- Directed by: Georges Méliès
- Produced by: Georges Méliès
- Distributed by: Star Film Company
- Release date: 1906;
- Running time: 60 meters/200 feet (2-3 minutes)
- Country: France
- Language: Silent

= The Mysterious Retort =

L'Alchimiste Parafaragaramus ou la Cornue infernale, released in the United States as The Mysterious Retort and in Britain as The Alchemist and the Demon, is a 1906 French silent trick film directed by Georges Méliès. It was released by Méliès's Star Film Company and is numbered 874–876 in its catalogues.

==Plot==
In a laboratory, an alchemist is working with a large retort on a stove. After consulting a book, he falls asleep in a chair near the retort. As he sleeps, a giant snake comes out of the stove and transforms into a jester, who wakes the alchemist and forces him to look in a hand-mirror. When the alchemist does so, the retort grows much larger, the alchemist falls back to sleep, and a giant spider with a human face appears inside the retort. The spider dissolves into a young woman sprinkling coins onto the ground. Sparks escape from the retort and transform into a ghost. The alchemist wakes in terror, and the giant retort explodes. Two assistants run to the alchemist, who has fallen prostrate on the ground. The jester reappears and stands triumphant over the fallen alchemist.

==Production==
Méliès appears in the film as the alchemist. Though he often took roles in his own films, The Mysterious Retort marks one of the very few instances in which Méliès's character is defeated and apparently dead at the film's end.
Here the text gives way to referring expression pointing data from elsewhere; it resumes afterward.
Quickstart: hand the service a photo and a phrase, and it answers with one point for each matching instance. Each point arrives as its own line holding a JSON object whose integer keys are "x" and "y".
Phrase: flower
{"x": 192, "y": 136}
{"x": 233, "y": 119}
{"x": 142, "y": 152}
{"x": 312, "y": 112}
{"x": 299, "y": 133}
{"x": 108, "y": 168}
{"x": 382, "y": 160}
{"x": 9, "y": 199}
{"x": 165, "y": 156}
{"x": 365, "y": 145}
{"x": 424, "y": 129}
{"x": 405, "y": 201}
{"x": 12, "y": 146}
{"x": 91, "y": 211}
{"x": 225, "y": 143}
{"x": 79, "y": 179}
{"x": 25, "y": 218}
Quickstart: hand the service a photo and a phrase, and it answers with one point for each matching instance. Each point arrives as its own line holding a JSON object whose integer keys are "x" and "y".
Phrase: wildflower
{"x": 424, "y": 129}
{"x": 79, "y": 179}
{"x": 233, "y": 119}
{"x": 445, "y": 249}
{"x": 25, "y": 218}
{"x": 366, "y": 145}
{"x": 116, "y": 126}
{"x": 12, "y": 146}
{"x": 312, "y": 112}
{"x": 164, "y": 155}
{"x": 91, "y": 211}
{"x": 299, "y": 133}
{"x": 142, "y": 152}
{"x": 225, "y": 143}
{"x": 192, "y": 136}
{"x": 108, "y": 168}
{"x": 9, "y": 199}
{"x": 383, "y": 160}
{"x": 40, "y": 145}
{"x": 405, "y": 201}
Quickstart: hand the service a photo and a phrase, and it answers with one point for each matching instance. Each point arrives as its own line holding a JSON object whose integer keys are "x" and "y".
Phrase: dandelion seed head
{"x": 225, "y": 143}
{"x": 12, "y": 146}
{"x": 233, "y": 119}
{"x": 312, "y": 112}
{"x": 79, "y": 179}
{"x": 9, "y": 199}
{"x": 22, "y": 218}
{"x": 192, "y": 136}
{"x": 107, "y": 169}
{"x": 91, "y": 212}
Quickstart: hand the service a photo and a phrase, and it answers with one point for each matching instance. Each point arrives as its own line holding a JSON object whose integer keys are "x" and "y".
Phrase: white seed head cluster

At least two items in the film are recognizable from previous Méliès productions: the alchemist's wizard robe was frequently used, including in A Trip to the Moon (1902), while the puppet snake that comes out of the fire had previously appeared in Rip's Dream (1905). Special effects for the film were created using stage machinery, pyrotechnics, substitution splices, and superimpositions.

==Versions==
Méliès's pre-1903 films, especially the popular A Trip to the Moon, were frequently pirated by American producers such as Siegmund Lubin. In order to combat the piracy, Méliès opened an American branch of his Star Film Company and began producing two negatives of each film he made: one for domestic markets, and one for foreign release. To produce the two separate negatives, Méliès built a special camera that used two lenses and two reels of film simultaneously.

In the 2000s, researchers at the French film company Lobster Films noticed that Méliès's two-lens system was in effect an unintentional, but fully functional, stereo film camera, and therefore that 3D versions of Méliès films could be made simply by combining the domestic and foreign prints of the film. Serge Bromberg, the founder of Lobster Films, presented 3D versions of The Mysterious Retort and two 1903 Méliès films, The Infernal Cauldron and The Oracle of Delphi, at a September 2011 presentation at the Academy of Motion Picture Arts and Sciences. A similar screening by Bromberg, without The Mysterious Retort but including the other two films, had occurred at a January 2010 presentation at the Cinémathèque Française. According to the film critic Kristin Thompson, "the effect of 3D was delightful … the films as synchronized by Lobster looked exactly as if Méliès had designed them for 3D."

One of the surviving prints of the film, held at the Cinémathèque française, is a stencil-colored version. It is unknown whether Méliès authorized the coloring, as the stencil process is highly unusual in his oeuvre; normally, his films were colored using an entirely freehand method supervised by the colorist Elisabeth Thuillier.